El ruido de la llave de su abuela abriendo la puerta principal de la casa la sacó de su ensimismamiento. Se sentía fatal y se arrastró hasta la cama con la bola de pelo en las manos.

-Abuela, me siento muy mal. Llama a una ambulancia, por favor. Creo que estoy a punto de parir ya.

+Tranquila, vendrá el médico enseguida. Aquí estarás mejor que en el hospital. ¿Cómo vas de contracciones?

-Ya cada poco, tengo miedo.

+No te preocupes, acabo de hablar con el médico, cuando sean más seguidas, vendrá en diez minutos con una comadrona. Está pendiente de nosotras. ¿Qué haces con eso? Dámelo.

-Abuela, no te enfades. Es la caja de pelo. Me había olvidado de ella y me hizo ilusión encontrarla. Pero, ¿por qué no tiene casi pelo? Me acuerdo de la tradición. Me la contó mi madre.

+Te has dejado la tisana en la mesita. ¡Ay! Salgo un rato y no haces lo que tienes que hacer. Espera que te la caliento.

+Aquí está. Tómatela caliente y tómatela ya. Así alivias los dolores mientras llega el parto. ¡Cómo se nota que eres primeriza!

-Ya me la tomé, abuela. ¿Me cuentas ahora lo de la caja de pelo? ¿Por qué no tiene el pelo de mi bisabuela?

+¡Mi niña! Tu madre tuvo miedo de contarte la tradición completa. Claro, eras tan pequeña. ¿Sabes cómo me gano la vida? Sano a la gente que nadie puede

sanar. Hago cojines de pelo basura y, en cada cojín, pongo un pelo de la bola de pelo. Por eso está casi vacía. Y por eso necesito más.
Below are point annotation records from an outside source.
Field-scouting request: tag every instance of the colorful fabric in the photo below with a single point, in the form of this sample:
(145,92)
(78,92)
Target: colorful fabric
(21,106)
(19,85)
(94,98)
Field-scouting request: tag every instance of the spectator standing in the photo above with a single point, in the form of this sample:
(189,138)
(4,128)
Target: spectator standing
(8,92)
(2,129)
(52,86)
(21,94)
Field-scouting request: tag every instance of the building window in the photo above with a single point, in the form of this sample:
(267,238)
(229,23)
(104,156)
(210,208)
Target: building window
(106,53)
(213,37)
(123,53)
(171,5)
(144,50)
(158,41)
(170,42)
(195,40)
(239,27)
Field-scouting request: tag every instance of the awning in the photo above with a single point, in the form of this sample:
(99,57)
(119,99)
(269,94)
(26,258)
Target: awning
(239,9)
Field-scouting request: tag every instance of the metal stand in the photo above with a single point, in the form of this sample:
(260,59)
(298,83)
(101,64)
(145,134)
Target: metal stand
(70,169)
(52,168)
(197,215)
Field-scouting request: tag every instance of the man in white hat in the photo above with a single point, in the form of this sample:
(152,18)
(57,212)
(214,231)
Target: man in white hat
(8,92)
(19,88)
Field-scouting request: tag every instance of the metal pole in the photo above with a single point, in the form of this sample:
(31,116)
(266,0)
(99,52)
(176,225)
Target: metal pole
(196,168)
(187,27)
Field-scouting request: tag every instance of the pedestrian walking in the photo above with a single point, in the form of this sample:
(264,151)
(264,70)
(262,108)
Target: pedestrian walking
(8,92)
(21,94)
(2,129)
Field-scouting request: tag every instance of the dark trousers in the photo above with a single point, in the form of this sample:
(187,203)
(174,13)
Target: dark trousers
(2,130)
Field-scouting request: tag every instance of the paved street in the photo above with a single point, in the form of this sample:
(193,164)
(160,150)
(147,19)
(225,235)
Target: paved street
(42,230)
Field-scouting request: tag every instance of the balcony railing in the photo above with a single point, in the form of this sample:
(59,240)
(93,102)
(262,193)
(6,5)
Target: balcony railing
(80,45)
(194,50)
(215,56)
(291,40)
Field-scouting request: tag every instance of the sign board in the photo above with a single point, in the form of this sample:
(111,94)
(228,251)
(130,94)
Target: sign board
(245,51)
-No te entiendo, abuela. Me siento muy mal.

+Eras muy pequeña. En la bola de pelo debería estar siempre el pelo de la abuela. Cuando se acaba el pelo de la bola de pelo, la madre tiene que morir y la hija tiene que cortarle el pelo para rellenarla. Nuestra vida dura hasta que se acaba el pelo de la bola de pelo. Pero yo no quería morir y me salté la tradición. Aguanté como pude y le dí esa misma tisana que te acabas de tomar a tu madre, a mi hija. Y sigo sin querer morir. Ahora necesito tu pelo y el de la niña que llevas en tu vientre. Yo la cuidaré. Aguanta un poco que ya viene el médico.